What is 5% of 500?

5% of 500 is a common real-world calculation for budgets, discounts, and small fees on round totals.

The answer is 25.

Result: 25

Result Explanation

The result of 25 represents five percent of the total value of 500. This shows how a relatively small percentage translates into a real numerical value, helping you understand proportions and financial impact more clearly.

In practical terms, if something costs £500 and a 5% discount is applied, the discount amount is £25. If a 5% fee is added instead, the extra amount is also £25. The percentage stays the same, but the meaning changes depending on whether it represents savings, added cost, commission, or part of a target.

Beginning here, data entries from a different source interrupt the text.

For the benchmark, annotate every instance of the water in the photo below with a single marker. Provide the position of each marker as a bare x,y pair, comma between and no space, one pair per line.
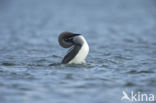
122,56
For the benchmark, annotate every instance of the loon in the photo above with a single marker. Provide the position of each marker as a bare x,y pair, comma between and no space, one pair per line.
78,47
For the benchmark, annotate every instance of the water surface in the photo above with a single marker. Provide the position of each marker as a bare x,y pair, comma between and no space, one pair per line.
122,57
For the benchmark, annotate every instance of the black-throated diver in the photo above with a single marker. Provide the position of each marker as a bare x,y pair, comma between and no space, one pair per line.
79,47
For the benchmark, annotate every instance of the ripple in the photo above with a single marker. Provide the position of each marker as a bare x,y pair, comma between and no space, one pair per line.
8,64
139,72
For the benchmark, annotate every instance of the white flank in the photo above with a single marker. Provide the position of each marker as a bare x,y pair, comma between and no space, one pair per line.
82,54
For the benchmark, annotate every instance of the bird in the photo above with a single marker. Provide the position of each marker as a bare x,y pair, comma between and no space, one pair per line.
78,45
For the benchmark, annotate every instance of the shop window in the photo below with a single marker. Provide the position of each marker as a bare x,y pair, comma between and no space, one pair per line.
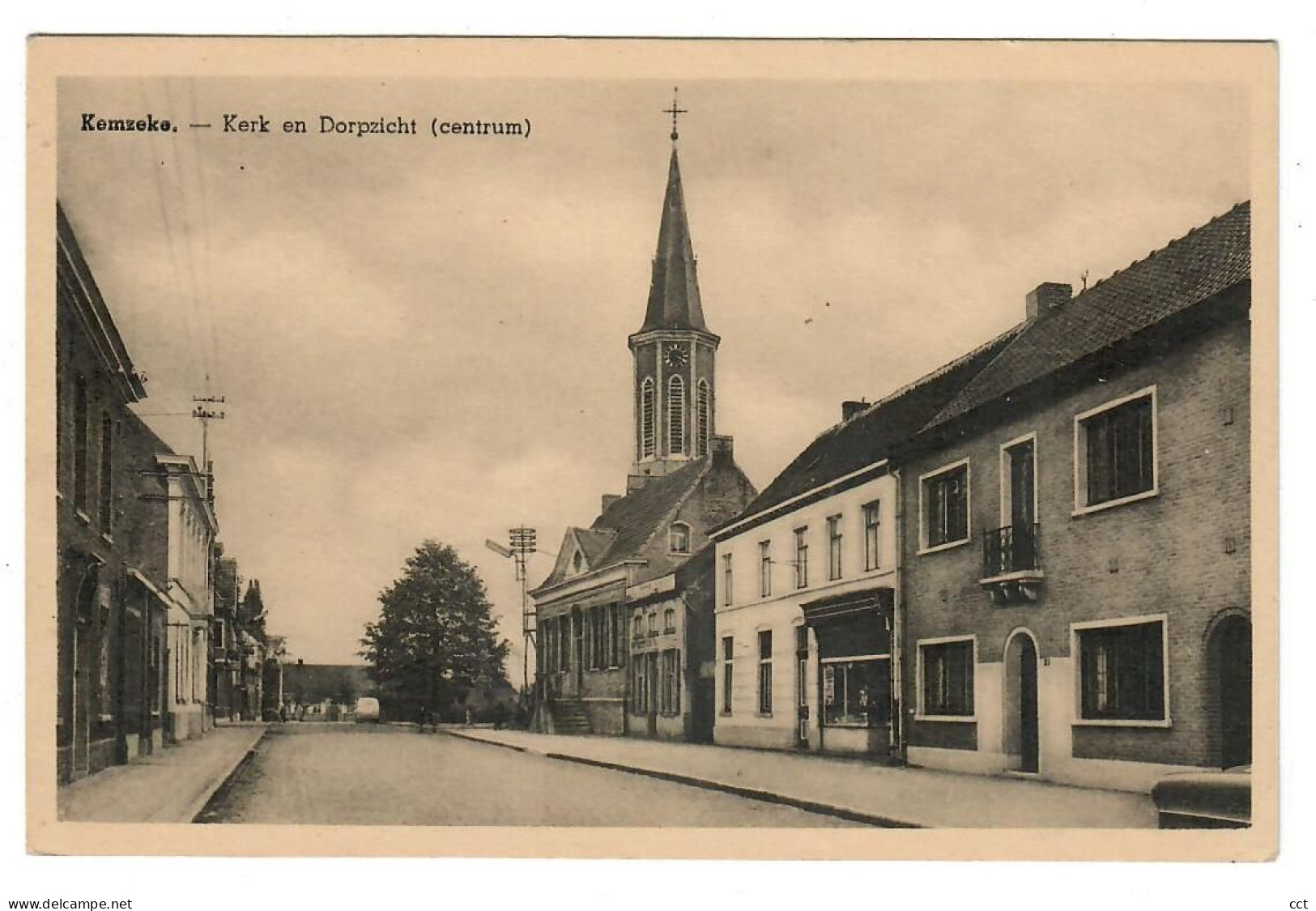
1122,671
948,679
945,506
857,692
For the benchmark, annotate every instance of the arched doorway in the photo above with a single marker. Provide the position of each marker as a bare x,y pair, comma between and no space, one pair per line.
1229,661
1020,734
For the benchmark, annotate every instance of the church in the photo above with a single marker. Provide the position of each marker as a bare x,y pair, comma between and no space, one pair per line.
625,619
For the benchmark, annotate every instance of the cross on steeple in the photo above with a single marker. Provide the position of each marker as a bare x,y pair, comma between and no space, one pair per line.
674,111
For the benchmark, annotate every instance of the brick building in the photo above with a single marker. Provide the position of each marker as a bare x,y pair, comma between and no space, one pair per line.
1077,538
807,620
621,627
109,614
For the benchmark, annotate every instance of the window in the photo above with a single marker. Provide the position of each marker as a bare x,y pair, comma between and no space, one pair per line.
619,635
857,692
945,506
675,415
646,419
871,534
728,658
833,548
1115,450
80,454
703,418
802,557
948,679
1122,671
105,504
669,700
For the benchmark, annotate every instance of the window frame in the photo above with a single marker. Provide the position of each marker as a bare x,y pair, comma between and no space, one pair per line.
728,578
677,415
924,548
802,557
871,549
1075,650
1006,488
920,669
764,679
648,419
728,673
1080,506
835,548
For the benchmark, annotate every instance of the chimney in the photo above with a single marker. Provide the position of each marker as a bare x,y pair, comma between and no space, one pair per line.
852,408
1046,298
722,448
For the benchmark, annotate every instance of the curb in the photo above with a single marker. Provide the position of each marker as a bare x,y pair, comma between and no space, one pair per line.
709,785
211,794
491,743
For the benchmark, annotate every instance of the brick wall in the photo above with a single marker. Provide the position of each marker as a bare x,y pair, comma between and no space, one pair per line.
1185,551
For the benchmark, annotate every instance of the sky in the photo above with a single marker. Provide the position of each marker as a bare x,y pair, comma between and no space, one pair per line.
427,338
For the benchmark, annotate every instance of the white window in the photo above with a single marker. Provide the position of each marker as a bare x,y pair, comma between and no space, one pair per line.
943,506
947,677
1115,452
1122,670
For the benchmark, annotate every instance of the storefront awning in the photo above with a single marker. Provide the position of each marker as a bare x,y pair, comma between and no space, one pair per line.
878,601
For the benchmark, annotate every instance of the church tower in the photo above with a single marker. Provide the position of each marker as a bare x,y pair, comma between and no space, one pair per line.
674,351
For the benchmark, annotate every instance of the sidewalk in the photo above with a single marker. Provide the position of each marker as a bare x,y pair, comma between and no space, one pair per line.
850,789
168,787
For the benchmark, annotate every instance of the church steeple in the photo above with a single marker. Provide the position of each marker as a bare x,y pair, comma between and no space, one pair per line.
674,351
674,288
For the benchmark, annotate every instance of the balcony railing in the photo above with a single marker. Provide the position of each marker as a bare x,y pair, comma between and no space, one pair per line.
1010,551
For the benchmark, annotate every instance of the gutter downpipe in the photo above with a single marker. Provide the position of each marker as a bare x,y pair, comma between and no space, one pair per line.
898,728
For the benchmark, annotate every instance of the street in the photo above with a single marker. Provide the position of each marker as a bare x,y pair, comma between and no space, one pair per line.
393,776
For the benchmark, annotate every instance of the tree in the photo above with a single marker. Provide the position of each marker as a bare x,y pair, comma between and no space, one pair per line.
436,637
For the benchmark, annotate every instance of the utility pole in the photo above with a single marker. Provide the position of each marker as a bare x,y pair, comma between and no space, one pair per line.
522,544
203,411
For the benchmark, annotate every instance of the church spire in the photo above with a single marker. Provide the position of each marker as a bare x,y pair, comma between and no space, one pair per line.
674,290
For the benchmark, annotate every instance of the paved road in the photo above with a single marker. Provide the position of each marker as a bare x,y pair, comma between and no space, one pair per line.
381,776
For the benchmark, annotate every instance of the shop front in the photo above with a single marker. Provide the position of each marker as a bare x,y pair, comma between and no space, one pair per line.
854,670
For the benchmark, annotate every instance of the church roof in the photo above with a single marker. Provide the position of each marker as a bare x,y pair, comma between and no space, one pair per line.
674,290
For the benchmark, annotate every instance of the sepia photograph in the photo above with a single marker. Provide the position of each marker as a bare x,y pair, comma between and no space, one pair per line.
494,439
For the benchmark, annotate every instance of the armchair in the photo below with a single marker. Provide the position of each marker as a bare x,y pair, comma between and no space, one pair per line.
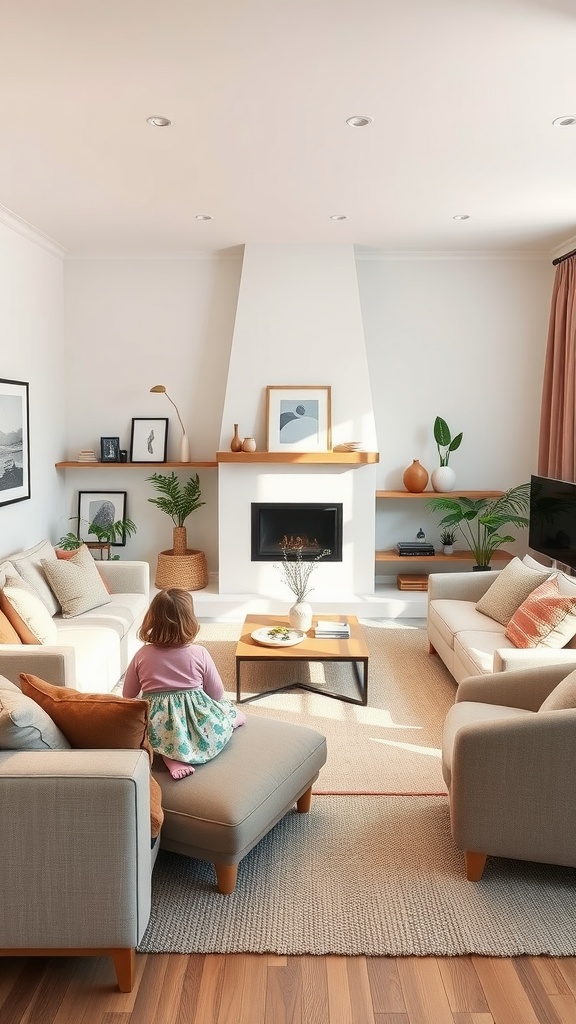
508,764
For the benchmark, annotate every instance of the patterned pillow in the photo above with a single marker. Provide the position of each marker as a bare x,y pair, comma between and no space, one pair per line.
546,619
26,612
510,588
77,583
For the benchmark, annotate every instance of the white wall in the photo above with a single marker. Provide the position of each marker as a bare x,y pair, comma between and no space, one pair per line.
32,349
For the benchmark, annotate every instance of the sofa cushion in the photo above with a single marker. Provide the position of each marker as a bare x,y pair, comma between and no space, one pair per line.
545,619
97,721
563,695
76,582
26,612
29,566
510,588
24,724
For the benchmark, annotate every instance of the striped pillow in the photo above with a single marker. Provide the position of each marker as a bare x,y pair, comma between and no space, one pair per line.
546,619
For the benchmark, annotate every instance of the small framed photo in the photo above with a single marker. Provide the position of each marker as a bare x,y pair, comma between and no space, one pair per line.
110,450
101,508
14,442
298,418
149,441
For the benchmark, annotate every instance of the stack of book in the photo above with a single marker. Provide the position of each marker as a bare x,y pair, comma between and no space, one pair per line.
326,630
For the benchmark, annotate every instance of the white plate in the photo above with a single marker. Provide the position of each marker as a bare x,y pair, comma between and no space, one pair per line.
262,636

For the “% off → new price” question, use the discount calculator. If you’re comparing two totals (not taking a slice), use the percentage change calculator. For reverse problems (“500 is 5% of what?”), use the reverse percentage calculator.

How It Works

Step 1: Convert 5% → 0.05

Step 2: Multiply → 0.05 × 500 = 25

You can also think of 5% as one twentieth of a number. Since 500 divided by 20 equals 25, that gives you the same answer by a different method. This is useful because it helps you check the result mentally without doing the full decimal calculation every time.

Strategy & Insight

Small percentages like 5% are often used for incremental changes in pricing, cost control, and margin adjustments. Businesses frequently use small percentage changes to test price sensitivity without significantly impacting demand, while individuals often encounter them in discounts, tips, cashback, and fee calculations.

Understanding how much 5% represents in real terms allows you to quickly assess whether a change is meaningful or negligible. On a £500 figure, 5% equals £25, which is large enough to matter in many everyday situations. Being able to spot that quickly can improve buying decisions, quote comparisons, and budget awareness.

Common Mistakes

Pro Tip

To calculate 5% quickly, find 10% first and divide it by 2. For 500, 10% is 50, and half of 50 is 25. This is one of the easiest mental shortcuts for working out five-percent calculations in shops, invoices, pricing, and budgeting.

Examples

5% of £500 = £25. If a retailer offers 5% off a £500 item, you save £25.

5% of 1000 = 50. The same method works on larger totals too.

If a £500 bill includes a 5% service charge, that service charge is £25.

If you earn a 5% commission on a £500 sale, your commission is £25.

These examples show why this calculation matters. The same percentage can apply to discounts, fees, commissions, or budgeting targets, which makes it a very practical number to understand.

Related Calculations

FAQ

What is 5% of 500?

5% of 500 is 25.

How do you calculate it?

Convert 5% to 0.05, then multiply 500 by 0.05 to get 25.

Why is this useful?

It helps with pricing, budgeting, discounts, commissions, fees, and everyday financial decisions where a five-percent portion needs to be understood clearly.